それに王国の騎士になりたい人や、魔法を本格的に学びたいっていう人が、ここにはやって来る。ハーレみたいな所で働くにも、ここの学校の卒業資格がいる。
普通の学舎でも魔法はある程度学べるけれど、その規模は全く別物だ。言ってしまえば、家庭料理を習うのではなく超一流高級料理を習いに行くようなもの。
中でも学びに行くのが多いのは貴族の子供達で、親が公爵、伯爵など階級のある人達だった。

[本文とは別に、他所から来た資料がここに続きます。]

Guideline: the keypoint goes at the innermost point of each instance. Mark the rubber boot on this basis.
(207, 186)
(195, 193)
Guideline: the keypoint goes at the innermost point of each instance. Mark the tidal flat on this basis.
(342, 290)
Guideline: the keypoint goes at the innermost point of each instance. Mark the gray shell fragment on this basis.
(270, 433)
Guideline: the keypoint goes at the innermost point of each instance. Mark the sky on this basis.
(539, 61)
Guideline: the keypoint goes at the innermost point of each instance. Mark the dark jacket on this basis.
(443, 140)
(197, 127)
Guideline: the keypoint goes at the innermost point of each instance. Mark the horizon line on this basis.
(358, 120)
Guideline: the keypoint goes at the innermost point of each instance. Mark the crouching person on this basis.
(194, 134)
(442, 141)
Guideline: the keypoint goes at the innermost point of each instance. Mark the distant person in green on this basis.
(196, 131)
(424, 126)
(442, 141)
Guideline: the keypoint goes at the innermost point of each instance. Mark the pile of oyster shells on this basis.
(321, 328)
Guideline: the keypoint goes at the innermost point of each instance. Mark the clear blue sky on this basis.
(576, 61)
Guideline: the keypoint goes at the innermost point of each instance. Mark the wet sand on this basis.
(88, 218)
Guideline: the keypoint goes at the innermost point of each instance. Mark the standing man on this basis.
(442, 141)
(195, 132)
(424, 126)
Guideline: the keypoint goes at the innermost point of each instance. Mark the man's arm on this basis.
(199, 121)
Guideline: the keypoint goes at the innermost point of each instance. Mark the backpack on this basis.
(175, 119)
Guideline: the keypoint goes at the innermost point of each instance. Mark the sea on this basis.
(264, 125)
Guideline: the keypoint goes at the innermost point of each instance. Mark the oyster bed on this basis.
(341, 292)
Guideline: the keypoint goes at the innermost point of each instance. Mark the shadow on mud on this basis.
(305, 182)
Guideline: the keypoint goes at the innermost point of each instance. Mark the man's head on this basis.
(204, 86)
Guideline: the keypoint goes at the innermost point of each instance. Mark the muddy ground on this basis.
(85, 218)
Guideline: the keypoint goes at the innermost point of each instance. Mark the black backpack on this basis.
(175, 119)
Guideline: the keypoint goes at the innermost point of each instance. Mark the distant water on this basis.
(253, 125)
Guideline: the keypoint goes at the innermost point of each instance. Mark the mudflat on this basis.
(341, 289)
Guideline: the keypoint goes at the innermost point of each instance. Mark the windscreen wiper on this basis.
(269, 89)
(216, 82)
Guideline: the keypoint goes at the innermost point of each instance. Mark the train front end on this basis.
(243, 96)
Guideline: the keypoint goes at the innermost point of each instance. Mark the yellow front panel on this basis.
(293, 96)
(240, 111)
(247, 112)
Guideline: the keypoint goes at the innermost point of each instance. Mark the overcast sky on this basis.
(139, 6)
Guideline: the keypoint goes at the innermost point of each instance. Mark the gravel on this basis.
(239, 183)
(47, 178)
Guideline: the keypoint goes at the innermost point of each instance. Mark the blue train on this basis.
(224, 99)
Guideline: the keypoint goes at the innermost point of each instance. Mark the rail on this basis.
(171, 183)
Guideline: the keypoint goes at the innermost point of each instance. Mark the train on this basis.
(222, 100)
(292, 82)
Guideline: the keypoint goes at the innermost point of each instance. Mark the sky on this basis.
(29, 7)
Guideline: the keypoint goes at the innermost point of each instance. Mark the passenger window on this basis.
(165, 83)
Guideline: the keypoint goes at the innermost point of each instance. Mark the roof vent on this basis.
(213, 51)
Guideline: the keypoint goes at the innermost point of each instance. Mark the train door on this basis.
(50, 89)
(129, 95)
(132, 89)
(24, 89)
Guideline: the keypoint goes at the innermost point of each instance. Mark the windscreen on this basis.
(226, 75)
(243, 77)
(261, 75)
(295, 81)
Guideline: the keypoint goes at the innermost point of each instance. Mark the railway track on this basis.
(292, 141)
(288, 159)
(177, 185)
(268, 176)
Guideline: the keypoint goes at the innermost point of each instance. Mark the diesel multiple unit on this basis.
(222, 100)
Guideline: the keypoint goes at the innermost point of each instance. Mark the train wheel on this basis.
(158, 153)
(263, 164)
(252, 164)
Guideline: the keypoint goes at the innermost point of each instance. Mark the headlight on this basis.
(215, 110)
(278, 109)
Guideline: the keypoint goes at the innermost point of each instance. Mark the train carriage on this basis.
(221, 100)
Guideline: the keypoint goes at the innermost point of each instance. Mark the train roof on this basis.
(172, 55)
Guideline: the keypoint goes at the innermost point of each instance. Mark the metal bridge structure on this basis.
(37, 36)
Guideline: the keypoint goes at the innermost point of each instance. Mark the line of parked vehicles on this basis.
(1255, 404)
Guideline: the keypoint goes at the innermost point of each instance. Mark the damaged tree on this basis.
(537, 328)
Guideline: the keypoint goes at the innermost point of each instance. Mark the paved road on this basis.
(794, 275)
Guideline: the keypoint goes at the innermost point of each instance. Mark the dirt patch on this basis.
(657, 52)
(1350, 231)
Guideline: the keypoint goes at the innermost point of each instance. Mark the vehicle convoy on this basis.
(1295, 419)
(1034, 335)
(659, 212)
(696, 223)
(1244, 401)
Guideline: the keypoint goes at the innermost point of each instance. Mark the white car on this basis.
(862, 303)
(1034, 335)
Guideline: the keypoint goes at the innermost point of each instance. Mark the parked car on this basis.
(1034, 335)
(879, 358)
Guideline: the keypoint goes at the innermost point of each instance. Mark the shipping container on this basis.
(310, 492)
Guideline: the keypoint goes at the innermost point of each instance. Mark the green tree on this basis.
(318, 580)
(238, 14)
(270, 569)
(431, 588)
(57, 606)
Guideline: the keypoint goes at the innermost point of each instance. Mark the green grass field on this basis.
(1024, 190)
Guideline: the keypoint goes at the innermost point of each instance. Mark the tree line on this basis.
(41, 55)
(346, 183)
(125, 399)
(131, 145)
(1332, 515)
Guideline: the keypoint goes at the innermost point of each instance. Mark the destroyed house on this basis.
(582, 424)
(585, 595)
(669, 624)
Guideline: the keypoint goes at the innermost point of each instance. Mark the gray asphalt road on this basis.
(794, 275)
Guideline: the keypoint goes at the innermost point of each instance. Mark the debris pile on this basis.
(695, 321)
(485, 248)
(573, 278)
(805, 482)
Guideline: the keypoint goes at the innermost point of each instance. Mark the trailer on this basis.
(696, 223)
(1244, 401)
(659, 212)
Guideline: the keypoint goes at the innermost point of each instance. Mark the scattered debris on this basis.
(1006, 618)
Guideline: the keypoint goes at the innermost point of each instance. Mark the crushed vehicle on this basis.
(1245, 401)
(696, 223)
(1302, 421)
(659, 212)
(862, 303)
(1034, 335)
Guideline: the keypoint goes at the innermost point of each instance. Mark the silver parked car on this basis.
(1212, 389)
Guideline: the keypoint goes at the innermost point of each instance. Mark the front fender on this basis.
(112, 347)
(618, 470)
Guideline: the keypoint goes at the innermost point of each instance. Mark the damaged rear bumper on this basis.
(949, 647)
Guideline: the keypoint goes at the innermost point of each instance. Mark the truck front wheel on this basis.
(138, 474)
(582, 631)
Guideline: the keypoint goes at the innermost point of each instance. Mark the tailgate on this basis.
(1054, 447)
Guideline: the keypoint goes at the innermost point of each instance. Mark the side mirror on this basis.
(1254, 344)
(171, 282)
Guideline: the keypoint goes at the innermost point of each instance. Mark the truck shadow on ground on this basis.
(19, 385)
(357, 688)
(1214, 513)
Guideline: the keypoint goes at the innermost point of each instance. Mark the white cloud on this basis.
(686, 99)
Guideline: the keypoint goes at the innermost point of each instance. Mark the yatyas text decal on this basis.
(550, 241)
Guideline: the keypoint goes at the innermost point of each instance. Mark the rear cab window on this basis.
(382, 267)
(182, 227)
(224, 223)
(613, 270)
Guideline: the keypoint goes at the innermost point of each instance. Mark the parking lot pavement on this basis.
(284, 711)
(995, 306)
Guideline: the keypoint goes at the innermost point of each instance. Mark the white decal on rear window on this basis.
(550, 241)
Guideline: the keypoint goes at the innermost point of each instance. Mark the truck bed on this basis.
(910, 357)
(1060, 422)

そんな彼らは、半強制的に魔法学校へ行かされると聞いている。行きたい者も行きたくない者も。
貴族は自分達の領地を他からの侵略から守る義務を持っていて、言ってしまえば軍事的な仕事を担っている。経済領地運営ももちろん仕事だけれど、主にやらなければならないのはそういうことだ。魔物も少なくない昨今、領地の王である彼らは強くならなければいけないらしい。
貴族ってたいへんだ。
ただピラピラした服を着ているだけじゃないんだ。
「わー!」
馬車から王の島のお城が見えた。
白亜の宮殿は、絵で見ていた物よりもずっと美しかった。あそこに王様やお妃様が住んでいるんだなぁ、と思うとそれだけでワクワクする。
そしてその手前には城よりもまた幾分か小さい、けど自分の家より遥かに大きい建物があった。おそらくあれが魔法学校なのだとお見受けする。
母から渡された島の地図によれば、城を中心にしたこの島は、それを囲むように建造物が建っていて、円状に臣下達の一部が住む城下、その脇に魔法学校の校舎があると記されていた。
いよいよ受付のお姉さんに近づける第一歩を踏み出せる。
これからの学校生活に思いを馳せながら、私は胸の前で手を握った。